There are, Somewhere in Existence 30 Letters written to Mr Calkoen of Amsterdam near two Years ago, in answer to as many Questions which he put to me, about American affairs which I Should be glad to have preserved, as they will be sometime or other, not from any intrinsick Merit in them, but merely on Account of the Effect they had. They were communicated to a Society of forty Gentlemen of Letters in Amsterdam—and out of them was composed a Comparison between the Dutch Revolution and ours which was read in the Same society and contributed Somewhat to open the Eyes of People in this Country, and to our final success. But there is no need of Haste in this matter.1
If an Historian Should ever arrise, who shall think it worthwhile to compare my Negotiations here, with those of Mr Franklin and of Mr Dana,
and of Mr Jay and perhaps of others and he Should be furnished with all the Documents which are in my Possession—he will reflect, that it is some times necessary and usefull to be “Assuming.” If After receiving Such Advice and Exhortations as I did, I had suspended opperations to request Instructions, I Should have been forbidden to do, what has been done, I should have been pegged like Ariel in a rifted oak, and this Country would now have been Seperately at Peace with England.
Thanks be to God, that he gave me Stubborness, when I know I 495am right. Monsieur “Votre Fermete a fait un tres bon Effet ici” pronounced by the Same Personage who Spent five hours, to perswade me to be infirm a Year before, was a Confessien “Arrachee” that gave me Pleasure enough.2
I have Several Anecdotes to tell you, of Plans projected when our affairs were upon the critical turning Point here, which would even then have ruined Us forever, Plans projected, not I believe from ill design, at that time but merely from Indecision, Timidity Irresolution, wanting a clear Head, and a distinct View of the little nice Points upon which great affairs sometimes turn.
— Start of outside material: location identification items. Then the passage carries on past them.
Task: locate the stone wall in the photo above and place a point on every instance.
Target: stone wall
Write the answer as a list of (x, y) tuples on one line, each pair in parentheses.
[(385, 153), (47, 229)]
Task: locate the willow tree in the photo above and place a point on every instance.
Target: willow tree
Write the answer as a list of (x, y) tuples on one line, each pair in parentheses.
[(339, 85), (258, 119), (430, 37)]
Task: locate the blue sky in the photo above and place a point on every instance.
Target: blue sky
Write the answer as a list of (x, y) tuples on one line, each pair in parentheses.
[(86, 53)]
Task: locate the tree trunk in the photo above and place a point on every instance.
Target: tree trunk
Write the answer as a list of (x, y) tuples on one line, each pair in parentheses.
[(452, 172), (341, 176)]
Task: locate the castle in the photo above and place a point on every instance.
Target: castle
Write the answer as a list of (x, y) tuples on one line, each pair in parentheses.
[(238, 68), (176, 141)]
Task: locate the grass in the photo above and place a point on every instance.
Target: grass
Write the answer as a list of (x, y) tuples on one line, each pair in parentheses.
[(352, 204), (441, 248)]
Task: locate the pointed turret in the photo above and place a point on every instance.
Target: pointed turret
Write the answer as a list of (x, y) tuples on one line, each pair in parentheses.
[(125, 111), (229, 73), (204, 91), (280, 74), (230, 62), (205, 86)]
Stubbornness, Obstinacy, L'Abondance dans Son Sens, et “L'Ignorance de se donner aux Convenances” came in Aid again and defeated all this little Plans, and Saved the American Cause here.
But now all is well Complaisance, Familiarity, Friendships and every Thing that is lovely.
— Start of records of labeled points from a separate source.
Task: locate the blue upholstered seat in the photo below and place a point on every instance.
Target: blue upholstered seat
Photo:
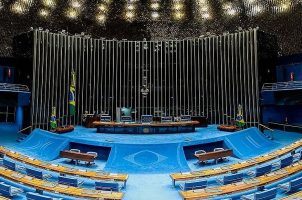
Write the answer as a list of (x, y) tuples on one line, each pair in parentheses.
[(198, 184), (69, 181), (37, 174), (185, 118), (8, 190), (166, 119), (107, 186), (231, 178), (292, 185), (126, 119), (263, 195), (147, 118), (286, 161), (9, 165), (261, 171), (36, 196), (105, 118)]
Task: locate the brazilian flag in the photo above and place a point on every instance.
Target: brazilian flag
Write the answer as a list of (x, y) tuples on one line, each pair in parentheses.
[(53, 119), (72, 95), (239, 118)]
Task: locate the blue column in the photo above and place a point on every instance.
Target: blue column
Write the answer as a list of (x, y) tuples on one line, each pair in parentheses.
[(19, 117)]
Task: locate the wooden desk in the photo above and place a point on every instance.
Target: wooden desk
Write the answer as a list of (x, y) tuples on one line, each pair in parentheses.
[(63, 169), (243, 185), (237, 166), (295, 196), (214, 155), (58, 188), (77, 156)]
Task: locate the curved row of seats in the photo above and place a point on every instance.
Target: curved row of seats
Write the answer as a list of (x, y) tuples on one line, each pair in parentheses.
[(64, 186), (234, 182), (106, 185), (95, 175), (237, 166), (294, 196)]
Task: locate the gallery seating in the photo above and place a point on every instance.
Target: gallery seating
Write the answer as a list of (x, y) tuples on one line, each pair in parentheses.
[(244, 185), (126, 119), (63, 169), (3, 198), (69, 181), (8, 190), (11, 165), (37, 174), (294, 196), (37, 196), (259, 171), (78, 156), (107, 186), (262, 195), (147, 119), (230, 178), (216, 155), (166, 119), (292, 185), (237, 166), (191, 185), (53, 187)]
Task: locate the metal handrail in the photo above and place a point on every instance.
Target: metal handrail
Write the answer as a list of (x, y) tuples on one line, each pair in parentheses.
[(290, 85), (13, 87)]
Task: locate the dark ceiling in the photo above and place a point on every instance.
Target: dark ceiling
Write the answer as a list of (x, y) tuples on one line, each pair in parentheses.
[(153, 19)]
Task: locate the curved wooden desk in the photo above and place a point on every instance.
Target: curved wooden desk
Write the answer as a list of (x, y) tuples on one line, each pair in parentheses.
[(62, 169), (295, 196), (154, 124), (243, 185), (237, 166), (58, 188), (137, 128)]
JA's 1780 letters to the Amsterdam lawyer Hendrik Calkoen regarding the American Revolution (vol. 10:196–252) were not published in London until 1786, but for their complete publication history, see the editorial note accompanying them in vol. 10.
For JA's description of his meetings with the Duc de La Vauguyon on the 19th and 20th of April 1781, during which the French ambassador attempted to dissuade JA from presenting his 19 April memorial to the States General, see vol. 11:263–265.